Kadıköye geldiğimizde hepimizin belki de buluşma noktası bu heykeldir. Arkadaşlarımıza, ailemize bir adres tarif ederken bu heykeli baz alarak tarif ederiz. Peki ya hiç tarihini merak ettiniz mi?
Bu heykel yaklaşık 150 yaşında ve Kadıköy’ün sembolü haline gelmiş. Bu heykel ne yağmurlarr, ne karlar, ne güzel günler, ne tarihi anlara şahitlik etmiş.
Heykel, Fransız gücünü Almanlara kanıtlamak için, 1864’de Paris’te heykeltraş İzidor Bonhevr tarafından yapılmıştır. Almanlar Fransız’ları yenince boğa heykeli 1871’de Almanya’ya getirilmiştir.
Alman Kralı II. Wilhelm’in İstanbul’u ziyareti sırasında II. Abdülhamit’e hediye edilmiştir. Daha sonra ise, bu heykel Yıldız Sarayı’nın bahçesine konulmuştur çünkü o yıllarda heykeller şimdiden farksız olarak dekor maksadı ile kullanılmaktaydı.
Yıldız Sarayı’ndan sonra, Bilezikçi Çiftliği, Gazi Ahmet Muhtar Paşa Köşkü ve Mermer Köşk’e getirilmiştir.
Zaman içinde yine yer değiştirir, Lütfi Kırdar Kongre ve Sergi Sarayı’nın önüne konan Boğa, daha sonra Taksim Gezi Parkı’nda sergilenmiştir.
1987’de bugünkü yeri olan Kadıköy Altıyol’a taşınmıştır.
Kimi rivayete göre o bu yolculuğunu yaparken, İstanbul kalabalık ve beton haline dönüşmüştür. Yeşil alanların yok edilmesi, sorunların daha da artmasının bu heykel farkındadır. Sonunda Altıyol’daki, birkaç çiçeğin ekildiği ve bir tutam otun yeşerdiği çemberin içine hapsedilir. Öfkeli duruşuyla da, duyarlı insanların betonlaşmaya karşı olan tavırlarını ifade etmektedir.

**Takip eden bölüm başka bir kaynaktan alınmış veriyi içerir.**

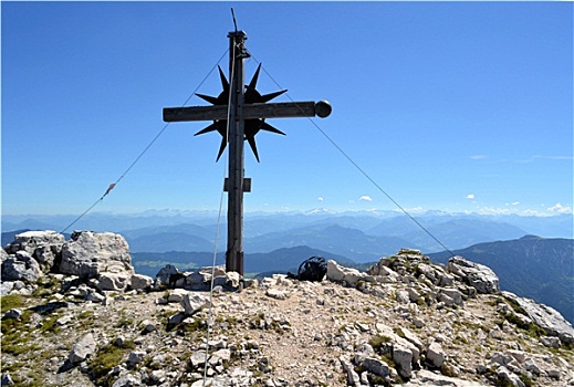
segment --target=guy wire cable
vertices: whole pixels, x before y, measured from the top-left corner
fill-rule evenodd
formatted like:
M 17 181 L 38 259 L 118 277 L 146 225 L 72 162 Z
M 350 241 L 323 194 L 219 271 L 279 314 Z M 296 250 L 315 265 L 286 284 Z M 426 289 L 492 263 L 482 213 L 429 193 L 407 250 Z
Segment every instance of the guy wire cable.
M 258 63 L 261 63 L 259 62 L 259 60 L 257 57 L 254 57 L 252 54 L 251 56 L 255 60 L 255 62 Z M 273 83 L 275 83 L 275 85 L 279 87 L 279 88 L 283 88 L 274 79 L 273 76 L 271 76 L 271 74 L 267 71 L 265 67 L 262 67 L 263 69 L 263 72 L 271 79 L 271 81 L 273 81 Z M 291 95 L 289 95 L 289 93 L 285 93 L 285 95 L 288 96 L 288 98 L 294 103 L 296 105 L 296 102 L 293 101 L 293 98 L 291 98 Z M 303 109 L 301 109 L 303 112 Z M 343 150 L 343 148 L 341 146 L 338 146 L 335 140 L 333 138 L 331 138 L 326 133 L 325 130 L 323 130 L 317 123 L 315 123 L 315 121 L 313 121 L 311 117 L 307 117 L 309 121 L 311 122 L 311 124 L 313 124 L 313 126 L 315 126 L 315 128 L 331 143 L 331 145 L 333 145 L 335 147 L 335 149 L 337 149 L 346 159 L 347 161 L 349 161 L 368 181 L 371 181 L 371 184 L 373 184 L 383 195 L 385 195 L 403 213 L 405 213 L 408 218 L 410 218 L 410 220 L 413 220 L 422 231 L 425 231 L 430 238 L 432 238 L 432 240 L 435 240 L 438 244 L 440 244 L 440 247 L 442 249 L 445 249 L 445 251 L 447 251 L 451 257 L 455 257 L 456 254 L 449 249 L 447 248 L 447 245 L 445 243 L 442 243 L 437 237 L 435 237 L 425 226 L 422 226 L 417 219 L 415 219 L 403 206 L 400 206 L 398 203 L 398 201 L 396 201 L 389 194 L 387 194 L 387 191 L 385 191 L 383 189 L 383 187 L 380 187 L 363 168 L 361 168 L 361 166 L 355 163 L 355 160 L 353 160 L 353 158 L 351 158 L 351 156 L 347 155 L 347 153 L 345 150 Z
M 223 56 L 229 52 L 229 50 L 226 50 L 226 52 L 223 52 L 223 54 L 219 57 L 219 60 L 216 62 L 216 64 L 211 67 L 211 70 L 207 73 L 207 75 L 203 77 L 203 80 L 199 83 L 199 85 L 196 87 L 196 90 L 187 97 L 187 100 L 180 105 L 180 108 L 185 107 L 185 105 L 189 102 L 189 100 L 191 100 L 191 97 L 196 94 L 196 92 L 199 90 L 199 87 L 201 87 L 201 85 L 207 81 L 207 79 L 209 77 L 209 75 L 213 72 L 213 70 L 217 67 L 217 65 L 219 64 L 219 62 L 221 62 L 221 60 L 223 59 Z M 82 219 L 83 217 L 85 217 L 94 207 L 96 207 L 101 201 L 104 200 L 104 198 L 112 191 L 112 189 L 114 189 L 117 184 L 119 181 L 122 181 L 124 179 L 124 177 L 132 170 L 132 168 L 134 168 L 134 166 L 139 161 L 139 159 L 149 150 L 149 148 L 155 144 L 155 142 L 164 134 L 164 132 L 167 129 L 167 127 L 169 126 L 169 124 L 171 123 L 166 123 L 164 125 L 164 127 L 161 128 L 161 130 L 159 130 L 159 133 L 154 137 L 154 139 L 152 139 L 152 142 L 144 148 L 144 150 L 142 150 L 142 153 L 134 159 L 134 161 L 129 165 L 129 167 L 127 167 L 127 169 L 119 176 L 119 178 L 115 181 L 115 182 L 112 182 L 106 191 L 104 192 L 104 195 L 102 195 L 102 197 L 100 199 L 97 199 L 92 206 L 90 206 L 84 212 L 82 212 L 77 218 L 75 218 L 70 224 L 67 224 L 66 228 L 64 228 L 61 233 L 64 233 L 65 231 L 67 231 L 67 229 L 70 229 L 72 226 L 74 226 L 80 219 Z

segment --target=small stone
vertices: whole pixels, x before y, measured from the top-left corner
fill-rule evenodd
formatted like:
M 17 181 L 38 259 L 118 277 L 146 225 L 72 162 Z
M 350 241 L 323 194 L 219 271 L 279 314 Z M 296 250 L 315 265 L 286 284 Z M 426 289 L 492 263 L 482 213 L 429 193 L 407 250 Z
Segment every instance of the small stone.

Diğer bir söyleme göre ise, bu heykel Türk-Alman ittifakının bir sembolü olarak yerini korumaktadır. Çünkü 1. Dünya Savaşı esnasında, gerek sosyopolitik konum, gerekse siyasi sebepler Almanya ve Türkiye’yi bir olmaya itmiştir. Heykelin Almanlar tarafından ilişkileri geliştirmek amacı ile Osmanlı’ya hediye edilmesinden de bu heykelin bir de siyasi anlamı olduğuna ulaşabiliriz.